Entrepreneurs who have recently started their own business have many options available to them for financing. From a single-staffed start-up to a 10 employee small business, you can find the perfect loan for your specific needs.
However, it’s important that you pick the right option, as the wrong decision could lead to massive financial difficulty or bankruptcy in the long run.
8 Financing Options Available to Small Businesses
The following business loans are accessible to most business types. Keep in mind that you’ll need a high credit score, proof of income, and collateral to receive the best interest rates.
1. Property Asset Loans
A property asset loan is given to businesses that own a residential and/or commercial property, and don’t mind putting it up as collateral. Lenders will typically loan 80% of the total property’s value to the business they can use for other purchases. Businesses with great credit can gain access to property asset loans as high as $2 million, but start-ups will receive less.

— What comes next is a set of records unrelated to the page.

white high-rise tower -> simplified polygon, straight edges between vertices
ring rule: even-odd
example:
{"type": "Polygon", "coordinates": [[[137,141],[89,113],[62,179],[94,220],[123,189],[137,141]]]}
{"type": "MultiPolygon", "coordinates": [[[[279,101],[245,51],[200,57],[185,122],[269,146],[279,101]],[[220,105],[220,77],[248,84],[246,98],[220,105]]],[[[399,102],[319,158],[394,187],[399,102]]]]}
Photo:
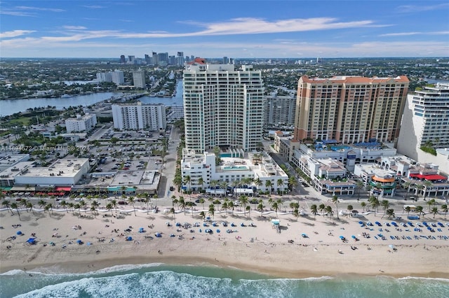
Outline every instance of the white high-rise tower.
{"type": "Polygon", "coordinates": [[[196,58],[183,78],[185,145],[198,152],[255,149],[262,140],[264,86],[252,66],[208,64],[196,58]]]}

2. Equipment Financing Loans
If you need funding for equipment, especially if you run a factory or delivery business, an equipment financing loan will offer what you need for your company.
It’s really easy to get approved for equipment financing because lenders can mitigate late payment risks by using the equipment’s residual value. The maximum loan amount given for equipment is $30,000.
3. Trade Financing Loans
Also known as “supply chain finance” or “support finance,” this unsecured loan may be preferable to companies that need to develop a secure supply chain. Trade finance is perfect if you’re regularly buying stocks, inventory, or supplies from an international supplier.

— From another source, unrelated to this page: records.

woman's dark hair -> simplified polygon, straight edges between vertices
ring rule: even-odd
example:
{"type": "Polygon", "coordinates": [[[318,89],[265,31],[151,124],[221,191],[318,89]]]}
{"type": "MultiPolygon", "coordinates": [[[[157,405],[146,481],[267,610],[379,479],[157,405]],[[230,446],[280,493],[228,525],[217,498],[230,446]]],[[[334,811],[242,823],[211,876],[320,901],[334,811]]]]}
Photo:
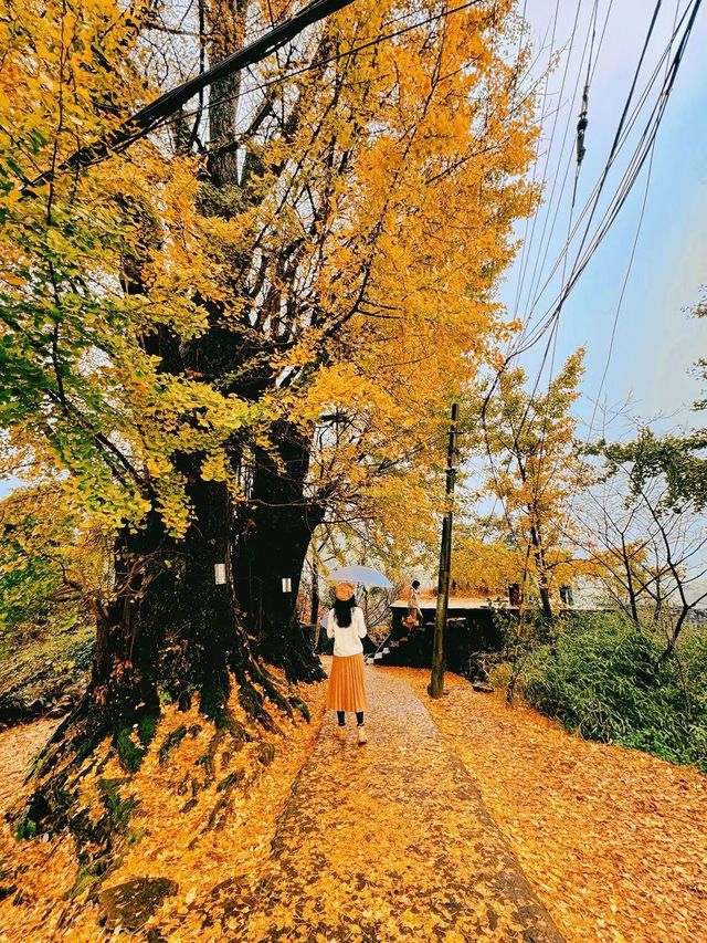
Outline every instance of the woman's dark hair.
{"type": "Polygon", "coordinates": [[[351,625],[351,610],[356,606],[356,599],[351,596],[350,599],[342,601],[341,599],[334,600],[334,612],[336,615],[336,624],[345,629],[351,625]]]}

You may want a trade financing loan if you buy locally from suppliers who live further away from you.
4. Micro Business Loans
Micro business loans are small loans that only offer amounts as high as $20,000. However, if you’re a relatively new business that needs to develop stock immediately, a micro business loan could give you that extra competitive edge.
Banks will typically ask you to put up collateral, like your house, car, or other properties, plus proof your business earns more than $500 a week.
5. Personal Loans
Although technically not a business loan, a personal loan is probably one of the easiest loans a business owner can be approved for when they start.
Since personal loans are tied to personal credit, not business credit, banks will readily offer business owners this type of loan if they have good credit.
Personal loan amounts are as high as $30,000, but interest is typically expensive.
6. Business Line of Credit
Start-up owners can either purchase a personal line of credit or a business line of credit. Lines of credit function similarly to a credit card, but it won't have a card attached to it. However, you can swap back and forth between your line of credit and debit card as you like.
Both personal and business credit lines come with low-interest rates, making them easier to pay off slowly.
7. Bad Credit Loans
Sometimes a business owner will have bad credit and can’t afford to spend several years rebuilding their assets. If that’s the case, you can usually find a non-bank lender that will offer you a bad credit loan as long as they can investigate the individual defaults.
Since no credit check is required, bad credit loans will have high-interest rates and shorter loan periods.
8. Business Overdraft
If, for whatever reason, you can’t apply for a loan or your request was rejected by the bank, you can ask for an extended overdraft amount. A business overdraft can cover your business expenses while you’re waiting on cash flow, which is ideal for seasonal companies.
Overdraft fees can be pretty pricey, so refrain from using it as much as possible to avoid paying extra.